Complete step-by-step solution:
It is given that $\cos \theta +\sin \theta =\sqrt{2}\cos \theta $.
We take square values on both sides of the equation.
So, we get ${{\left( \cos \theta +\sin \theta \right)}^{2}}={{\left( \sqrt{2}\cos \theta \right)}^{2}}$. We sue the identity of ${{\left( a+b \right)}^{2}}={{a}^{2}}+{{b}^{2}}+2ab$
Simplifying we get
  & {{\left( \cos \theta +\sin \theta \right)}^{2}}={{\left( \sqrt{2}\cos \theta \right)}^{2}} \\
 & \Rightarrow {{\cos }^{2}}\theta +{{\sin }^{2}}\theta +2\cos \theta \sin \theta =2{{\cos }^{2}}\theta \\
 & \Rightarrow {{\cos }^{2}}\theta -{{\sin }^{2}}\theta =2\cos \theta \sin \theta \\
Now we use the factorisation identity of ${{a}^{2}}-{{b}^{2}}=\left( a+b \right)\left( a-b \right)$.

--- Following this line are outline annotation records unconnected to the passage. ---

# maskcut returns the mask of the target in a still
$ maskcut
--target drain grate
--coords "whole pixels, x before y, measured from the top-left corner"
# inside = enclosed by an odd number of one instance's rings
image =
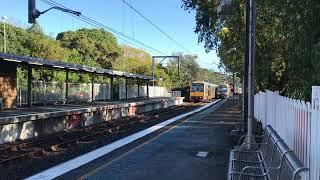
[[[209,152],[207,152],[207,151],[199,151],[196,156],[199,158],[206,158],[208,156],[208,154],[209,154]]]

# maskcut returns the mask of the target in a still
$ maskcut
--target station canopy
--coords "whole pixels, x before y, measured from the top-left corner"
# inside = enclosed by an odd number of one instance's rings
[[[115,71],[111,69],[86,67],[79,64],[64,63],[58,60],[53,61],[48,59],[39,59],[39,58],[21,56],[16,54],[9,54],[9,53],[0,53],[0,59],[14,62],[14,63],[21,63],[25,65],[32,65],[32,66],[39,66],[39,67],[46,67],[46,68],[53,68],[53,69],[60,69],[60,70],[70,70],[70,71],[96,73],[96,74],[109,75],[109,76],[152,80],[151,77],[148,77],[142,74]]]

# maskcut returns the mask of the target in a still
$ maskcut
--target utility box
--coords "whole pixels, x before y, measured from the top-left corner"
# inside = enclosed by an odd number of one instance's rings
[[[320,86],[312,86],[311,104],[312,107],[320,109]]]
[[[12,108],[17,98],[17,65],[1,59],[0,98],[4,108]]]

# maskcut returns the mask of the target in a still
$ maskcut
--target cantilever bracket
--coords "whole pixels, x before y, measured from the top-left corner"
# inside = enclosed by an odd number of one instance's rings
[[[74,14],[76,16],[80,16],[81,15],[81,12],[79,11],[73,11],[71,9],[66,9],[66,8],[62,8],[62,7],[59,7],[59,6],[53,6],[45,11],[39,11],[38,9],[33,9],[33,16],[34,18],[38,18],[41,14],[44,14],[52,9],[56,9],[56,10],[59,10],[59,11],[62,11],[62,12],[65,12],[65,13],[70,13],[70,14]]]

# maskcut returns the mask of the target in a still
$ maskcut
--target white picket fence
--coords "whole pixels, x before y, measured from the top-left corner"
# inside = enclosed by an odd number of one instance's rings
[[[319,99],[304,102],[266,91],[255,95],[255,117],[263,127],[271,125],[309,168],[309,177],[320,179]]]

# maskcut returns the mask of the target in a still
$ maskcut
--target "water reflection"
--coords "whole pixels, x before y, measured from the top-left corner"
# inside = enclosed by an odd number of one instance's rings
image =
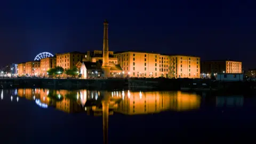
[[[3,90],[1,97],[3,100]],[[114,112],[141,115],[165,110],[187,111],[198,109],[201,103],[199,95],[180,91],[97,91],[45,89],[12,90],[10,99],[18,102],[19,97],[24,98],[34,101],[36,104],[44,108],[51,107],[68,113],[86,111],[88,115],[97,116],[102,115],[102,101],[106,97],[109,98],[109,115],[113,115]],[[243,105],[243,99],[232,99],[218,97],[217,105],[222,106],[227,102],[229,105],[232,102],[236,105]]]
[[[242,107],[244,105],[244,97],[236,95],[232,97],[217,97],[217,107]]]
[[[53,107],[68,113],[84,112],[89,115],[102,116],[105,143],[108,142],[108,117],[114,113],[134,115],[166,110],[187,111],[198,109],[201,103],[199,95],[180,91],[97,91],[45,89],[19,89],[12,91],[11,99],[17,100],[17,102],[21,98],[26,98],[34,101],[42,108]],[[2,99],[3,97],[2,90]]]

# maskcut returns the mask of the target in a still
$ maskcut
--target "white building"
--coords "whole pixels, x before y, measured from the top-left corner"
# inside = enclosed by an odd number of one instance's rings
[[[218,73],[217,80],[222,82],[239,82],[243,81],[243,74]]]

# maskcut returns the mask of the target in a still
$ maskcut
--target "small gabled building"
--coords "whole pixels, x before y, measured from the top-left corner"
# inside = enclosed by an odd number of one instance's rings
[[[80,69],[80,74],[82,78],[95,78],[102,77],[103,71],[101,68],[102,61],[99,60],[95,62],[91,61],[83,61],[78,62],[77,67]],[[110,67],[110,75],[111,77],[123,77],[122,69],[119,65],[115,65],[114,62],[109,65]]]

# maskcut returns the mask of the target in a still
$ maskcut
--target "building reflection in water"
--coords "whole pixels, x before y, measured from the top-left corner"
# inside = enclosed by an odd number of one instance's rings
[[[104,97],[110,98],[111,110],[109,114],[110,115],[113,114],[114,111],[127,115],[138,115],[157,113],[165,110],[186,111],[199,108],[201,102],[198,95],[181,91],[145,92],[19,89],[16,93],[20,97],[30,100],[37,100],[42,103],[65,112],[86,111],[88,114],[95,116],[102,115],[101,100]],[[2,92],[1,99],[3,97]],[[222,105],[223,101],[226,101],[228,104],[232,102],[235,102],[236,105],[243,103],[243,99],[240,99],[239,102],[237,98],[234,99],[218,97],[217,105]]]
[[[87,115],[102,116],[105,143],[108,143],[108,116],[114,112],[133,115],[165,110],[185,111],[198,109],[201,105],[199,95],[180,91],[144,92],[20,89],[17,93],[20,97],[34,100],[42,108],[52,107],[68,113],[86,111]]]
[[[244,97],[243,95],[217,97],[217,107],[242,107],[244,105]]]

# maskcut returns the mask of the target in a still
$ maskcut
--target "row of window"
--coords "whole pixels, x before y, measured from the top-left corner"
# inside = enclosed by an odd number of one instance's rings
[[[182,68],[180,69],[180,71],[182,71]],[[190,69],[188,69],[188,71],[190,71]],[[196,72],[198,72],[198,69],[196,69]]]
[[[182,65],[180,65],[180,67],[182,68]],[[190,68],[190,65],[188,65],[188,67]],[[198,65],[196,65],[196,68],[198,68]]]

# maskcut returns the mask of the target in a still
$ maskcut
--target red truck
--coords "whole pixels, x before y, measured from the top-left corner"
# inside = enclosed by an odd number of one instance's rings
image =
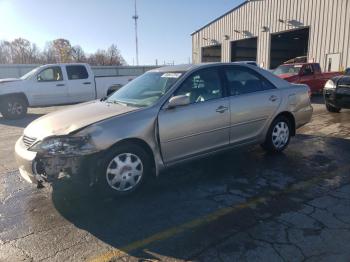
[[[273,73],[288,82],[308,85],[312,94],[322,93],[325,83],[330,78],[342,74],[340,72],[323,73],[318,63],[283,64]]]

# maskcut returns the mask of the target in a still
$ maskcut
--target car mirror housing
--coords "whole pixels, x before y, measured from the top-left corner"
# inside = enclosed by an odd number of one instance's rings
[[[168,109],[190,104],[190,98],[186,95],[173,96],[168,103]]]

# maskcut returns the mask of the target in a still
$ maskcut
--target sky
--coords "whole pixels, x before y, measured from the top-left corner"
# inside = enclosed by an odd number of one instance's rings
[[[141,65],[188,63],[191,33],[244,0],[137,0]],[[57,38],[86,53],[116,44],[135,60],[134,0],[0,0],[0,40],[22,37],[41,49]]]

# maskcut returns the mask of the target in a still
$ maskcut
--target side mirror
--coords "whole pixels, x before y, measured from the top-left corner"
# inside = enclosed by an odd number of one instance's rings
[[[168,103],[168,109],[175,108],[178,106],[186,106],[190,104],[190,98],[185,95],[173,96],[170,98]]]

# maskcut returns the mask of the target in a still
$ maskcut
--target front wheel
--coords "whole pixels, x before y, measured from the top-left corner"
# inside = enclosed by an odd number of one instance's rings
[[[331,113],[339,113],[341,108],[339,107],[335,107],[335,106],[331,106],[330,104],[326,103],[326,108],[327,108],[327,111],[328,112],[331,112]]]
[[[22,97],[4,98],[1,104],[1,114],[6,119],[20,119],[27,114],[28,105]]]
[[[291,124],[288,118],[284,116],[277,117],[272,122],[262,147],[268,152],[282,152],[287,148],[290,141],[290,126]]]
[[[139,189],[151,172],[151,161],[146,151],[134,144],[111,149],[98,178],[102,195],[129,195]]]

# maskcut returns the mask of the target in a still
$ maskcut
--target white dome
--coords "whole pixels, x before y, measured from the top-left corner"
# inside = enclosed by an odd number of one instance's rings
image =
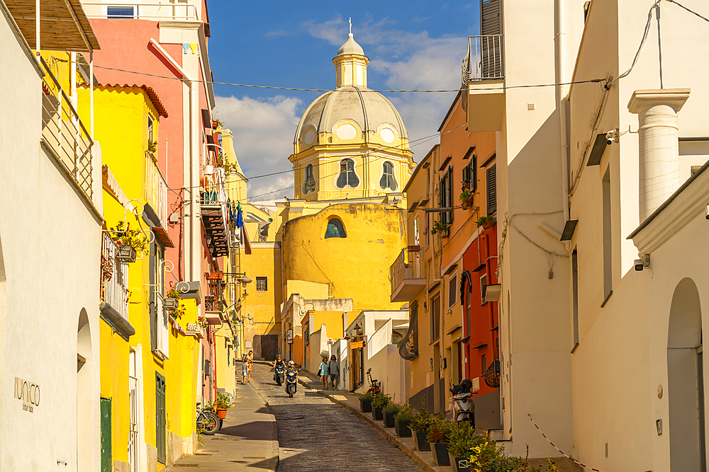
[[[335,125],[345,119],[357,122],[362,131],[373,132],[388,124],[398,137],[407,137],[403,120],[391,102],[379,92],[354,86],[340,87],[316,98],[303,114],[294,141],[302,141],[301,134],[310,125],[316,133],[335,132]]]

We get ${{\cos }^{2}}\theta -{{\sin }^{2}}\theta =\left( \cos \theta +\sin \theta \right)\left( \cos \theta -\sin \theta \right)$.
So, we get $\left( \cos \theta +\sin \theta \right)\left( \cos \theta -\sin \theta \right)=2\cos \theta \sin \theta $.

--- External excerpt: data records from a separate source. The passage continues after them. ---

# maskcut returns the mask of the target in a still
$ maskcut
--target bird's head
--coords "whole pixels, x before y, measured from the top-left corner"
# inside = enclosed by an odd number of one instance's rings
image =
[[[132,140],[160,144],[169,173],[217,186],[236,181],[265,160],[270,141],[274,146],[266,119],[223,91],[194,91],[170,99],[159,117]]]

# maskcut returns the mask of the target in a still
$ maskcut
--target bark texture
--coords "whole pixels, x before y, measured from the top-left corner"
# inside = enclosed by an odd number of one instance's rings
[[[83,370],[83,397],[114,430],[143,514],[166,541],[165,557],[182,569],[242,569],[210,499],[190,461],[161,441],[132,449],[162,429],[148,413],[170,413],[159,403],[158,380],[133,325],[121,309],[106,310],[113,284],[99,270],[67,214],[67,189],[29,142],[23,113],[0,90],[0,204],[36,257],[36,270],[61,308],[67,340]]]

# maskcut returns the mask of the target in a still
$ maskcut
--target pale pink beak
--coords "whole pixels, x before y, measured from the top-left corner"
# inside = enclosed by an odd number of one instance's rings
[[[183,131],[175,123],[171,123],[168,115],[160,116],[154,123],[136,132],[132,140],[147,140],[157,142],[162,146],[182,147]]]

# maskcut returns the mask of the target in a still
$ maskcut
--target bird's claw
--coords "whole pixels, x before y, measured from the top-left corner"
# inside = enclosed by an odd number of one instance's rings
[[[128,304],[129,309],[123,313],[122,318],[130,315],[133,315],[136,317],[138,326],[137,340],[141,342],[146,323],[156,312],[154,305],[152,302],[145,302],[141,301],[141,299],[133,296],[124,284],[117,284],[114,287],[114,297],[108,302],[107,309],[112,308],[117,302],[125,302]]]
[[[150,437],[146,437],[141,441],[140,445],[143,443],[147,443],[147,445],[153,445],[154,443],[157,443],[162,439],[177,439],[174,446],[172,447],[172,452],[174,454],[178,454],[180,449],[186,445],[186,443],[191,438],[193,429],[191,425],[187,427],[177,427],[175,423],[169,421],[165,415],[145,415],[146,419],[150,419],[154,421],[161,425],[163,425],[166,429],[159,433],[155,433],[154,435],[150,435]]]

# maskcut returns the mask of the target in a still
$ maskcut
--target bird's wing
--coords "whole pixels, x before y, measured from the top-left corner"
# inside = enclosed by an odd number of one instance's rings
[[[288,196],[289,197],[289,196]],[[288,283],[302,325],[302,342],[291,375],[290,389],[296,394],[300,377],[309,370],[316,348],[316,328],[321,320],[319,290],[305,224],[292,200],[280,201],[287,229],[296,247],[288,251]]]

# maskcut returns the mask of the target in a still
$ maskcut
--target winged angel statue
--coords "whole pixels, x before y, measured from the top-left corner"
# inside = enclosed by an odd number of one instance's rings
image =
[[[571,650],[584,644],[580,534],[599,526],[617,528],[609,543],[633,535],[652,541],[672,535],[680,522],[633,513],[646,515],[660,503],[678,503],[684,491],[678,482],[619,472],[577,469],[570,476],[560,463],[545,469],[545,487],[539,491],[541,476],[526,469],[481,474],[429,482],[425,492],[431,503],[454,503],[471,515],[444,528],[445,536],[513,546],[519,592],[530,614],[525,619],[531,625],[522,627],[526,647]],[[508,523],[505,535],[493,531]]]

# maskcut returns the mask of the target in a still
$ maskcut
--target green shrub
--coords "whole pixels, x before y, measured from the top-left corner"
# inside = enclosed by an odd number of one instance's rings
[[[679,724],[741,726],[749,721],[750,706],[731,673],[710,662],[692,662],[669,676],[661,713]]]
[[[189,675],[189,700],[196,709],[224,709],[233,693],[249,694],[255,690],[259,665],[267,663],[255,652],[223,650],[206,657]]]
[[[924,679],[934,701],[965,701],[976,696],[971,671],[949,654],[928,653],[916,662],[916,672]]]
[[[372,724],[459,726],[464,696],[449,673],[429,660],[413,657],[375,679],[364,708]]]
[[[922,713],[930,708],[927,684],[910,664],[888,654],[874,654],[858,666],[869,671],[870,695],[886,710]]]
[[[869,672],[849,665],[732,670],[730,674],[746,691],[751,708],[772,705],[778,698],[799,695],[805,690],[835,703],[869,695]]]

We place the values given of $\cos \theta +\sin \theta =\sqrt{2}\cos \theta $ and get
  & \left( \cos \theta +\sin \theta \right)\left( \cos \theta -\sin \theta \right)=2\cos \theta \sin \theta \\
 & \Rightarrow \left( \sqrt{2}\cos \theta \right)\left( \cos \theta -\sin \theta \right)=2\cos \theta \sin \theta \\
Dividing both sides with $\sqrt{2}\cos \theta $, we get
  & \left( \sqrt{2}\cos \theta \right)\left( \cos \theta -\sin \theta \right)=2\cos \theta \sin \theta \\
 & \Rightarrow \cos \theta -\sin \theta =\dfrac{2\cos \theta \sin \theta }{\sqrt{2}\cos \theta }=\sqrt{2}\sin \theta \\
Thus, proved $\cos \theta -\sin \theta =\sqrt{2}\sin \theta $.

Note: It is important to remember that the condition to eliminate the $\cos \theta $ from both denominator and numerator is $\cos \theta \ne 0$. No domain is given for the variable $x$. The value of $\cos \theta \ne 0$ is essential. The simplified condition will be $x\ne n\pi +\dfrac{\pi }{2},n\in \mathbb{Z}$.